If there is no restriction on $n$, this is a famous open problem. I'm wondering if any recent work has been done for small $n>6$. I believe the question is answered (positively) for $n=6$ by Watatani (1996) MR1409040 and Aschbacher (2008) MR2393428. I also believe we can answer it for $n=7$, with one possible exception. The exceptional case is shown below.
So my two questions are these:
1) Does anyone know of recent work on this special case of the problem (specifically for $n=7$ or $n=8$)?
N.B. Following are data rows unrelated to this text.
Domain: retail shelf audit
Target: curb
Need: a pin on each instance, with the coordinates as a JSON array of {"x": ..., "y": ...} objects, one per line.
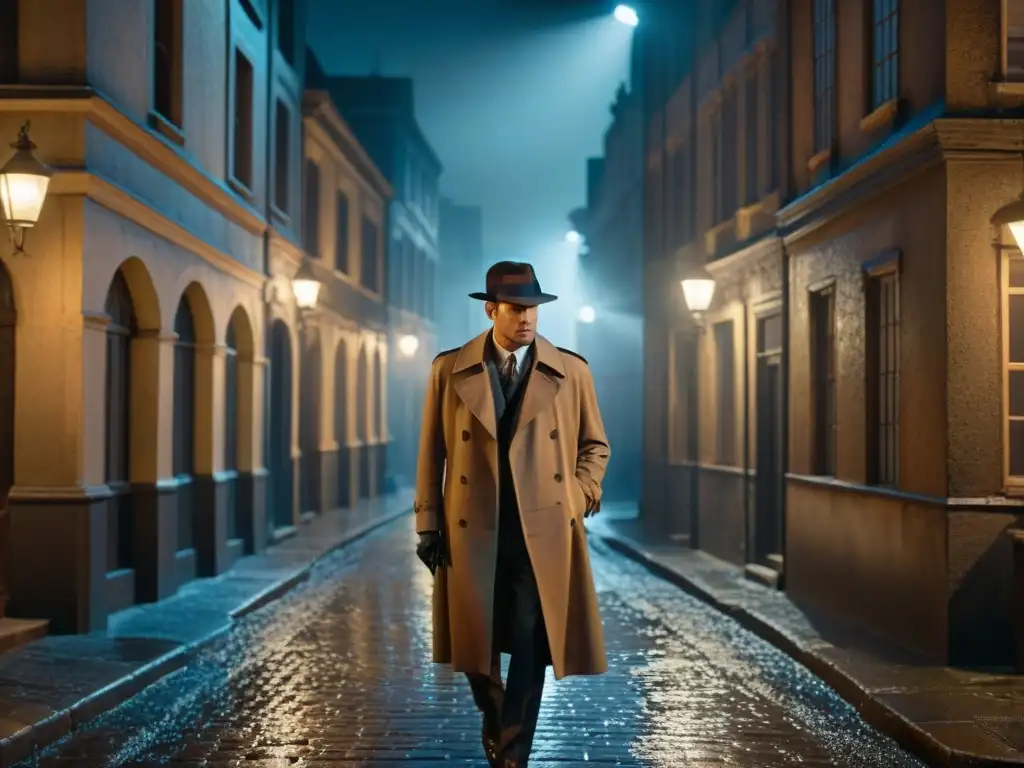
[
  {"x": 41, "y": 734},
  {"x": 906, "y": 733}
]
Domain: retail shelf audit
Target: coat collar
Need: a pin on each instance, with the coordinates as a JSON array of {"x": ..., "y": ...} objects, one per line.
[{"x": 473, "y": 383}]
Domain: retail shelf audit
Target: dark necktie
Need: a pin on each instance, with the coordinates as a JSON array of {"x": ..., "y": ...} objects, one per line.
[{"x": 508, "y": 376}]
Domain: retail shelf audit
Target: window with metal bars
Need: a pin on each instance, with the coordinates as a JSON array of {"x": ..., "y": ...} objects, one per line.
[
  {"x": 883, "y": 379},
  {"x": 884, "y": 84},
  {"x": 824, "y": 74},
  {"x": 822, "y": 305}
]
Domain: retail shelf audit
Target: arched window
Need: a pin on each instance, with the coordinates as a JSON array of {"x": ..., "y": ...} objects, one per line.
[
  {"x": 183, "y": 453},
  {"x": 120, "y": 331}
]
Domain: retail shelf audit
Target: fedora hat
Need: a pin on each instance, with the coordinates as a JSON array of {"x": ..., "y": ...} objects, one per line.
[{"x": 514, "y": 283}]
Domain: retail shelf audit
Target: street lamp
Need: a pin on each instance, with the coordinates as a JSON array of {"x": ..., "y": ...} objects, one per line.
[
  {"x": 305, "y": 287},
  {"x": 1013, "y": 216},
  {"x": 627, "y": 15},
  {"x": 698, "y": 290},
  {"x": 24, "y": 181},
  {"x": 408, "y": 345}
]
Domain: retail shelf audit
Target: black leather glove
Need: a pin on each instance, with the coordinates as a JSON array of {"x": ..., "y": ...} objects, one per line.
[{"x": 430, "y": 551}]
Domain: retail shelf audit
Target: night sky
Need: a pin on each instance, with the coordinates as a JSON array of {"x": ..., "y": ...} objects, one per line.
[{"x": 513, "y": 96}]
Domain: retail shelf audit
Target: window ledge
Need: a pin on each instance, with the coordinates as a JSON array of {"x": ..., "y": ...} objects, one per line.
[
  {"x": 167, "y": 129},
  {"x": 1006, "y": 88},
  {"x": 240, "y": 188},
  {"x": 884, "y": 116},
  {"x": 817, "y": 161}
]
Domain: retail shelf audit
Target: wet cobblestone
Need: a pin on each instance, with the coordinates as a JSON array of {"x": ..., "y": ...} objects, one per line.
[{"x": 337, "y": 673}]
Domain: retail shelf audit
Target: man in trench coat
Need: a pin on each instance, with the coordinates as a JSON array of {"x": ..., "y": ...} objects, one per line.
[{"x": 512, "y": 455}]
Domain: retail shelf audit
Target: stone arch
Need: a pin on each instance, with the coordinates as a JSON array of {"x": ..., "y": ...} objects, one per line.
[
  {"x": 279, "y": 434},
  {"x": 239, "y": 412}
]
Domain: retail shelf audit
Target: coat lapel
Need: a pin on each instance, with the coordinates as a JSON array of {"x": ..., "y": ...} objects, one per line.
[
  {"x": 474, "y": 385},
  {"x": 543, "y": 383}
]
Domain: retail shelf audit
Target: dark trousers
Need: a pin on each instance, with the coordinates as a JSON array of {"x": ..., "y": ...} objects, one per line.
[{"x": 510, "y": 712}]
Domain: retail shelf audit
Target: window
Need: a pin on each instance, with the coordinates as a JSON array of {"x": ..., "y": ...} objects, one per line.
[
  {"x": 822, "y": 306},
  {"x": 883, "y": 379},
  {"x": 282, "y": 153},
  {"x": 310, "y": 210},
  {"x": 753, "y": 128},
  {"x": 286, "y": 30},
  {"x": 8, "y": 41},
  {"x": 370, "y": 260},
  {"x": 824, "y": 74},
  {"x": 1013, "y": 356},
  {"x": 341, "y": 237},
  {"x": 885, "y": 52},
  {"x": 1013, "y": 65},
  {"x": 725, "y": 388},
  {"x": 242, "y": 147},
  {"x": 167, "y": 60}
]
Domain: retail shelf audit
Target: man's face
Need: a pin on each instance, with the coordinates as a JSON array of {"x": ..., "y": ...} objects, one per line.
[{"x": 514, "y": 322}]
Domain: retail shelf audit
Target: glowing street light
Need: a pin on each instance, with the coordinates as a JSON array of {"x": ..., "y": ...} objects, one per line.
[
  {"x": 627, "y": 15},
  {"x": 1013, "y": 216},
  {"x": 305, "y": 287},
  {"x": 24, "y": 181},
  {"x": 698, "y": 290},
  {"x": 408, "y": 345}
]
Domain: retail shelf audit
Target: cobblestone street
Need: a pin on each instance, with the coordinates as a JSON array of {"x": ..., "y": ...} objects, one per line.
[{"x": 337, "y": 673}]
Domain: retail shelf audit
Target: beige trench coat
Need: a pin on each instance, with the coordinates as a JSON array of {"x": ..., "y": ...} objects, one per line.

2) Has anyone found a finite group $G$ with a subgroup $H$ such that the interval
$[H, G] = \{K : H \leq K \leq G \}$
is the lattice shown above?
If not, I'd be happy to hear if anyone has ideas about how we might prove that such a group exists (without necessarily producing the group). Or, if you can put restrictions on such a group, that might be useful. For example, I believe I can show that there is no finite solvable group with this property.
(By the way, I have searched many of the groups in GAP's small groups library, and this was helpful for finding some of the other difficult 7-element cases.)
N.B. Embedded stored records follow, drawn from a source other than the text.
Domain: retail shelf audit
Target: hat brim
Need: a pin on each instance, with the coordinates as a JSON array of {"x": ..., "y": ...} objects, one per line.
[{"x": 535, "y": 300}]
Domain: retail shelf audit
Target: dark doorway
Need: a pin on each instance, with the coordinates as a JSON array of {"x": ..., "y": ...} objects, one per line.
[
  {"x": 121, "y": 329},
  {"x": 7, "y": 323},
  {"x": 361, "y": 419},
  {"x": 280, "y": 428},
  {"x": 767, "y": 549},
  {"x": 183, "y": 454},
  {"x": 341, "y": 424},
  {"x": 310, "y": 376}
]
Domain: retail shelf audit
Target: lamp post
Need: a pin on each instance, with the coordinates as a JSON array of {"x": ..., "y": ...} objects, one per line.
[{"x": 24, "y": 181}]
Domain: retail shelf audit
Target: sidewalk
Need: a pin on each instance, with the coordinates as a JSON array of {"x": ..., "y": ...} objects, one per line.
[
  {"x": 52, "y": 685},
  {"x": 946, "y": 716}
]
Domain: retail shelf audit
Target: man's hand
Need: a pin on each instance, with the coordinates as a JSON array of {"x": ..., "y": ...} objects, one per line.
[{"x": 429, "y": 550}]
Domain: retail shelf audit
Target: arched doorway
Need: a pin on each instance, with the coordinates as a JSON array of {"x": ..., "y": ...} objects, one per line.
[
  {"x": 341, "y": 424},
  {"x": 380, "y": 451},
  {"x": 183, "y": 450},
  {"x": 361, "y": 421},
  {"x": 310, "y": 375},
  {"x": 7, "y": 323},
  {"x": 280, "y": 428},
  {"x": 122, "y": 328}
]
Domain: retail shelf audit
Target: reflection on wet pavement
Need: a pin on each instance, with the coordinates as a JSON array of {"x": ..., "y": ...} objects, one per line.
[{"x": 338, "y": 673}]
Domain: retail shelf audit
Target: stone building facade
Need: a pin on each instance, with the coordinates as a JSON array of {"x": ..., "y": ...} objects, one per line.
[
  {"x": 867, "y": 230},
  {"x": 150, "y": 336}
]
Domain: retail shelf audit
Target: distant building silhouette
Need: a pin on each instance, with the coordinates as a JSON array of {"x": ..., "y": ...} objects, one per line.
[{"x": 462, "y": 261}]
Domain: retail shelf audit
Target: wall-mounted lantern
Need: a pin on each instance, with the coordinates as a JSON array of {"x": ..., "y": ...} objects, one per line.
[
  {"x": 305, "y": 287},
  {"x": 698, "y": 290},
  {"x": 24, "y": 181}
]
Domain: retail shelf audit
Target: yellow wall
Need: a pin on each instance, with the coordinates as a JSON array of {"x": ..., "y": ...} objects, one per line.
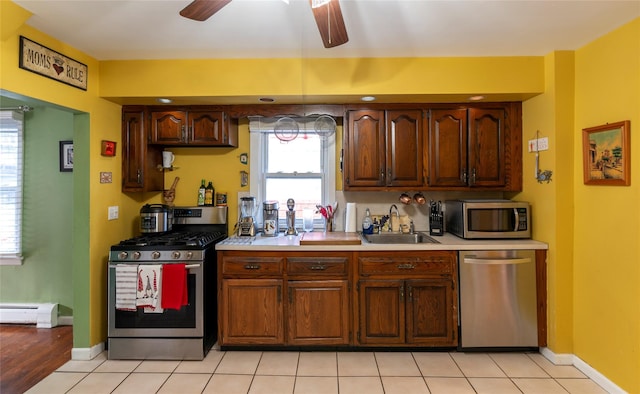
[
  {"x": 551, "y": 115},
  {"x": 592, "y": 230},
  {"x": 103, "y": 123},
  {"x": 607, "y": 226}
]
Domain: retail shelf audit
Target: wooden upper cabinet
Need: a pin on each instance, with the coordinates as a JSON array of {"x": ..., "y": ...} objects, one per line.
[
  {"x": 139, "y": 162},
  {"x": 477, "y": 148},
  {"x": 486, "y": 147},
  {"x": 404, "y": 148},
  {"x": 448, "y": 148},
  {"x": 365, "y": 149},
  {"x": 383, "y": 149},
  {"x": 193, "y": 127}
]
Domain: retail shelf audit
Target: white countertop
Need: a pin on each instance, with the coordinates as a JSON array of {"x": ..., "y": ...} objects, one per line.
[{"x": 291, "y": 243}]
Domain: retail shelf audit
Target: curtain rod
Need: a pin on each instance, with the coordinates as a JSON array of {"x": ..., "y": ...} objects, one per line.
[{"x": 23, "y": 108}]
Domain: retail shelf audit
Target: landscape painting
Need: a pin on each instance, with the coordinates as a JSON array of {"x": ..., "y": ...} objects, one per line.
[{"x": 606, "y": 157}]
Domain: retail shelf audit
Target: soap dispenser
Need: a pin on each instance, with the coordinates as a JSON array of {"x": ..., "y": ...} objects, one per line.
[{"x": 367, "y": 223}]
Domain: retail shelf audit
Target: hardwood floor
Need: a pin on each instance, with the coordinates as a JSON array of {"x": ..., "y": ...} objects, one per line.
[{"x": 29, "y": 354}]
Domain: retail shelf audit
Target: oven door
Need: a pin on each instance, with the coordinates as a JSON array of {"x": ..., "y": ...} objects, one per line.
[{"x": 186, "y": 322}]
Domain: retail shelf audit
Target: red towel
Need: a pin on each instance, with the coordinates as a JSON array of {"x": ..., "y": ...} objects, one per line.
[{"x": 174, "y": 286}]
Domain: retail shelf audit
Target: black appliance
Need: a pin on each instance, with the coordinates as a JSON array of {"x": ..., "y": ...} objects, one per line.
[{"x": 173, "y": 334}]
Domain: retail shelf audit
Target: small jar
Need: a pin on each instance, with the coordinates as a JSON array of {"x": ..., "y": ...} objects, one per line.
[{"x": 270, "y": 218}]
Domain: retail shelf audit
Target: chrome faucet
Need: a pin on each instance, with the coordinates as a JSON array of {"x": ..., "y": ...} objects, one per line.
[{"x": 391, "y": 216}]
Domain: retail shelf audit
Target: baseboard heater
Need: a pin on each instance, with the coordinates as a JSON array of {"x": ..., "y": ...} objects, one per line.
[{"x": 43, "y": 315}]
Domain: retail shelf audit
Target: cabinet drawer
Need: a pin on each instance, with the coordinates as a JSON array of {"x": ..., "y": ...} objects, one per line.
[
  {"x": 252, "y": 266},
  {"x": 317, "y": 265},
  {"x": 406, "y": 265}
]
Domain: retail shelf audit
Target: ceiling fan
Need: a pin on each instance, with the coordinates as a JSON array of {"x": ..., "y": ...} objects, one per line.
[{"x": 327, "y": 14}]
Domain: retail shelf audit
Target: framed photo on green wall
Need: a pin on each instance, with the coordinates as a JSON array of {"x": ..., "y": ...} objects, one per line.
[{"x": 66, "y": 156}]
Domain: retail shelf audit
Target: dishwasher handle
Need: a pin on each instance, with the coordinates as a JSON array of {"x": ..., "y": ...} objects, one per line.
[{"x": 471, "y": 259}]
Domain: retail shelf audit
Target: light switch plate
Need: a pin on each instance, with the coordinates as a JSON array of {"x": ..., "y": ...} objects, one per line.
[
  {"x": 539, "y": 145},
  {"x": 113, "y": 213}
]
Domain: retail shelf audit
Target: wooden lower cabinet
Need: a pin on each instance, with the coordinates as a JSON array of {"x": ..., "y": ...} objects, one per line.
[
  {"x": 284, "y": 299},
  {"x": 406, "y": 312},
  {"x": 407, "y": 299},
  {"x": 318, "y": 312},
  {"x": 307, "y": 298},
  {"x": 252, "y": 312}
]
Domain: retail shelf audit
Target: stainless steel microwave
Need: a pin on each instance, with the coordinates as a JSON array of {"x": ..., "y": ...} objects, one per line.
[{"x": 488, "y": 219}]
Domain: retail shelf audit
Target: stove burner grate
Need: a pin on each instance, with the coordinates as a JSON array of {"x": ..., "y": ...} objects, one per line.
[{"x": 199, "y": 239}]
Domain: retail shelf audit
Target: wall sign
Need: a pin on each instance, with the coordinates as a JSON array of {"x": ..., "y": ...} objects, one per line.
[{"x": 51, "y": 64}]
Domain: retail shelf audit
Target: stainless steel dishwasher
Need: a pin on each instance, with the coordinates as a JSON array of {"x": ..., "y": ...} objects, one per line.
[{"x": 498, "y": 299}]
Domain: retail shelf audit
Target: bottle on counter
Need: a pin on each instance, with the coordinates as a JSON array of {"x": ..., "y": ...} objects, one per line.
[
  {"x": 208, "y": 194},
  {"x": 367, "y": 223},
  {"x": 201, "y": 193}
]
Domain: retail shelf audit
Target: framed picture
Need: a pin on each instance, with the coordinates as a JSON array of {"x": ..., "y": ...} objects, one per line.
[
  {"x": 66, "y": 156},
  {"x": 108, "y": 148},
  {"x": 605, "y": 154}
]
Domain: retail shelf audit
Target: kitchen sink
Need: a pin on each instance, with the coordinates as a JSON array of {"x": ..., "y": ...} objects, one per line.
[{"x": 399, "y": 238}]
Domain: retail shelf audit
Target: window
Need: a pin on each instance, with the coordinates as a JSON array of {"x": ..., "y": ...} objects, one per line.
[
  {"x": 299, "y": 166},
  {"x": 11, "y": 164}
]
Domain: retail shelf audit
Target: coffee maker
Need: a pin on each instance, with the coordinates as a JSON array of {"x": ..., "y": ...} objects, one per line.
[{"x": 247, "y": 222}]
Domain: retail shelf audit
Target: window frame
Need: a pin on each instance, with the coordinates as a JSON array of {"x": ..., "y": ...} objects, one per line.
[
  {"x": 15, "y": 256},
  {"x": 258, "y": 164}
]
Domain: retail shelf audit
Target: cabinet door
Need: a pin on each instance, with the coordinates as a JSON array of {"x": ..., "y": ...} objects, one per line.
[
  {"x": 448, "y": 148},
  {"x": 206, "y": 128},
  {"x": 430, "y": 312},
  {"x": 168, "y": 127},
  {"x": 486, "y": 147},
  {"x": 382, "y": 312},
  {"x": 365, "y": 149},
  {"x": 252, "y": 312},
  {"x": 404, "y": 148},
  {"x": 139, "y": 161},
  {"x": 318, "y": 312}
]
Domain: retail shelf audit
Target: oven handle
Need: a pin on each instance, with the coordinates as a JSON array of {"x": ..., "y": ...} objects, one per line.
[{"x": 188, "y": 266}]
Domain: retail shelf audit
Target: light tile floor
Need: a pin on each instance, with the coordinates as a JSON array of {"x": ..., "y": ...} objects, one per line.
[{"x": 256, "y": 372}]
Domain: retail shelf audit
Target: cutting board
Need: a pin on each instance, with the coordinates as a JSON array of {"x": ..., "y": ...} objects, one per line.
[{"x": 330, "y": 238}]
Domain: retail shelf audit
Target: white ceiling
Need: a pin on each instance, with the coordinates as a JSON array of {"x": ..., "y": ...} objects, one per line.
[{"x": 153, "y": 29}]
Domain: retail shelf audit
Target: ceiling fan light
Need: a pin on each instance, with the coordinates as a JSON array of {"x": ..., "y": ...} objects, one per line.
[{"x": 319, "y": 3}]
Correction: We don't really have an answer to this question for $n=7$. Rather, we can show that every lattice with at most 7 elements (except possibly the one above) is the congruence lattice of a finite algebra. Pálfy and Pudlák MR593011 showed the two questions are equivalent when $n$ is not restricted, but their proof doesn't go through for fixed $n$. Nonetheless, we can prove that a (minimal) finite algebra with the lattice above as congruence lattice must be a transitive G-set (modulo constant operations), so the existence of such a finite algebra is equivalent to the existence of finite groups H < G with [H,G] isomorphic to the lattice above. (This is the reason I phrased my question in terms of subgroup lattices.)
Update: (2012/02/22) If the interval $[H,G]$ is the lattice above, with $H$ core-free, I believe I can prove that a minimal normal subgroup of $G$ must be non-abelian, which isn't much, but it's a start! In particular, I think it rules out the affine case of the Aschbacher-O'Nan-Scott Theorem.